The coast guard said four people died and 18 were rescued after a boat carrying migrants apparently sank northeast of the Greek island of Lesbos, which is near the Turkish coast. Government spokesperson Pavlos Marinakis said all four were children: an 8-year-old boy and three girls aged 14, 8 and 11 months.
Coast guard spokesperson Nikos Alexiou said the incident occurred within Turkish territorial waters but the Turkish coast guard did not conduct a rescue operation, so a Greek patrol boat recovered the passengers. The survivors were taken to Lesbos' main port of Mytilene, where two people were transferred to a local hospital.
Earlier Monday at about 1 a.m., a coast guard patrol boat spotted a dinghy carrying 37 people off the eastern Aegean island of Samos, the coast guard said. It said the passengers fell into the water upon seeing the patrol boat, triggering a rescue operation.
In another incident, a woman and a young boy were pulled from the water unconscious and coast guard officers performed CPR, authorities said. The woman died but the boy survived and was transferred to a hospital on Samos along with nine other survivors, the coast guard said.
“We express our deepest sadness” for the five deaths, Marinakis said at a regular briefing. He praised the coast guard for “superhuman efforts” to rescue lives at sea. “It is imperative that the dismal smuggling networks that exploit vulnerable people are struck at their roots,” he said.
Over the weekend, the coast guard said it picked up dozens of people from boats near eastern Aegean Sea islands, part of an increase in new arrivals over the past two months.
It said it recovered 20 people from a dinghy off the coast of Lesbos on Sunday, and 11 others from another dinghy that was sinking near the same island on Saturday.
Two other boats arrived on Samos on Saturday, the coast guard said, one carrying 35 people and one with 21 people.
For decades, Greece has been a preferred entry point into the European Union for people fleeing conflict or poverty in the Middle East, Africa and Asia and hoping for a better life in Europe.

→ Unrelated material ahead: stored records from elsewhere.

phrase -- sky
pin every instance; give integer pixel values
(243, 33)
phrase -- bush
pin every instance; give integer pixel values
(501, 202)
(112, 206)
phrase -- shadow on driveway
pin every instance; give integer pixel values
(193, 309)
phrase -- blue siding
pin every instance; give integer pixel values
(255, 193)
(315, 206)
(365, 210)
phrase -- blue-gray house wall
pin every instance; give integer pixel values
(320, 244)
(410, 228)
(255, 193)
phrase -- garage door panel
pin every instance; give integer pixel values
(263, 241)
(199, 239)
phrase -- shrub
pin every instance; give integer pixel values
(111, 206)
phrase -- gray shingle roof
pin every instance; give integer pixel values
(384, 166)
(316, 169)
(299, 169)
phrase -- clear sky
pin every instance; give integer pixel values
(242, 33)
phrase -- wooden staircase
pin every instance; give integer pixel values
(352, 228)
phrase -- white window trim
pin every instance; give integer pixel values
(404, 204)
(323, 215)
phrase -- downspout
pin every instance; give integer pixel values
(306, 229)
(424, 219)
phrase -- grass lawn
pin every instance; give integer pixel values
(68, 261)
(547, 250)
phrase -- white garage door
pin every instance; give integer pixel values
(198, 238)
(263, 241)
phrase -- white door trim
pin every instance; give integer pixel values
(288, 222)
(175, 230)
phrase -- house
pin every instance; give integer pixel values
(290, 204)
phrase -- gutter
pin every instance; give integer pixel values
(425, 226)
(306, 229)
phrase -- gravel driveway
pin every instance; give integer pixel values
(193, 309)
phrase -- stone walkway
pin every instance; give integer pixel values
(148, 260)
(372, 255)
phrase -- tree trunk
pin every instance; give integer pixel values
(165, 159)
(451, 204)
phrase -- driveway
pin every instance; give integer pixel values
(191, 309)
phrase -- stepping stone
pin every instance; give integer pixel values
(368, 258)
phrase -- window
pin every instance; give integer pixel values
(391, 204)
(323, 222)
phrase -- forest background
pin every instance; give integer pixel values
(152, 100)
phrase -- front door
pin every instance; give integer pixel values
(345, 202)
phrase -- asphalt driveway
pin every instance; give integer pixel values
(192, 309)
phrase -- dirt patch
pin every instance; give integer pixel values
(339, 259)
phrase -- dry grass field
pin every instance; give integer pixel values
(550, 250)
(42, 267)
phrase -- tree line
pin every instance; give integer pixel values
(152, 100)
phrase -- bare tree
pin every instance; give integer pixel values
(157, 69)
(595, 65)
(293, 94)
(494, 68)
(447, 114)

More than 14,000 people have reached Greece by land and sea so far this year, according to United Nations figures. That’s about a tenth of the total successful Mediterranean crossings, most of which — about 104,000 — were to Italy. Arrivals in Greece for the whole of 2022 totaled 19,000.
In June, a battered fishing trawler heading from Libya to Italy with an estimated 500-750 people on board sank in international waters off southwestern Greece. Only 104 survivors were found, and Greek authorities were heavily criticized for failing to evacuate the vessel in time.
The government has attributed the rise in migrant crossings since then to better summer weather and smugglers taking advantage of an increase in Aegean small boat traffic during the tourist season.
After nearly a million people entered Greece at the height of Europe’s 2015 migration crisis, the vast majority hoping to move north to wealthier European countries, Greece increased patrols along the sea and land border with Turkey to halt arrivals.
Human rights groups and migrants denounced the government for carrying out summary deportations of people arriving in the country without allowing them to apply for asylum, an accusation the government strongly denied.